Арся резко повернулся.
— Ну, Антон! — сказал он. — Ты уж лучше не говорил бы этого.
— Так я только тебе, — сказал Антон, — а Соколов — свой, свой в доску…
Сказал он это таким тоном, что я не выдержал.
— Корабельников, — сказал я, — в зубы врежу.
— Давай! — смеясь, сказал Антон.
Я сжал кулаки, но тут Арся взял меня за запястья и легко посадил на палубу.
— Драка на корабле почти что бунт. А за бунт раньше на реях вешали, сказал он. — Сиди!

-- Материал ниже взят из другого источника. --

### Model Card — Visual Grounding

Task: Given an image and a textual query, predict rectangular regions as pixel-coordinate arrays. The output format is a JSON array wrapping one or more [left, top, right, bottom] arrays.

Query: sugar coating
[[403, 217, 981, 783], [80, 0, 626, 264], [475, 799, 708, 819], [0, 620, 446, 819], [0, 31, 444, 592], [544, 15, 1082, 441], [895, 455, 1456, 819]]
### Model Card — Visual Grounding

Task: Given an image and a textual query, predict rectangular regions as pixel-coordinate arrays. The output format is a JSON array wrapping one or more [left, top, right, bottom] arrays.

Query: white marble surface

А ты, Тошка, и в самом деле: либо так, либо так…
— …Ты слышал, что Шкерт говорил? — спросил Антон. — Что они знают?
— Мало ли что… — неопределенно сказал Арся. — Мы с питерским чистые как огурчики. — И он подмигнул мне.
— Смотри, Арся, — строго сказал Антон, — если что, так я и на дружбу не посмотрю.
Арся вспыхнул и, прищурившись, посмотрел на Антона.
— Знаешь, Тошка, — сказал он с вызовом, — не дорос ты еще меня воспитывать.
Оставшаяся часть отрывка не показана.